The plaintiffs are former sect members. They had alleged Snow Christensen helped give Jeffs “absolute control” over members by revising a trust that gave him control of their possessions, homes and funds.
Those who did not live up to Jeffs’s principles—including the required “marriages” of underage girls—could be removed from the trust and stripped of their property.
Jeffs was sentenced to life in prison in 2011 after he was convicted of the sexual assault of two child brides. He led the Fundamentalist Church of Jesus Christ of Latter-Day Saints.
Circuit Judge Stephanie Seymour wrote the 10th Circuit majority decision that partly reversed a trial judge who had tossed the case largely on statute of limitations grounds.
The appeals court did not allow a civil RICO claim to proceed. But it allowed further proceedings on claims for breach of fiduciary duty, fraudulent and negligent misrepresentation, and violation of the Trafficking Victims Protections Reauthorization Act.
Seymour said some plaintiffs could not sue because they had filed suit too late. But others may be able to show that the deadline for filing suit was equitably tolled, Seymour said. The plaintiffs had alleged their sect indoctrination and the law firm’s concealment of conflicts led to a later realization of the wrongdoing.
An issue on remand is whether there was an implied attorney-client relationship with the plaintiffs.
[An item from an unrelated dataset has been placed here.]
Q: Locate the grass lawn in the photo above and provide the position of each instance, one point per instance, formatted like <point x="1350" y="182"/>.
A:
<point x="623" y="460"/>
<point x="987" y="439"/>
The suit contends Snow Christensen held itself out as representing sect members, who were told they personally had to pay the law firm’s legal fees.
“If individuals have been cut off from outside resources because of sincerely held religious beliefs and have been actively and repeatedly deceived as to an attorney’s responsibilities and allegiances towards them personally,” Seymour wrote, “it is plausible that they reasonably believed they were individually and collectively represented by that attorney.”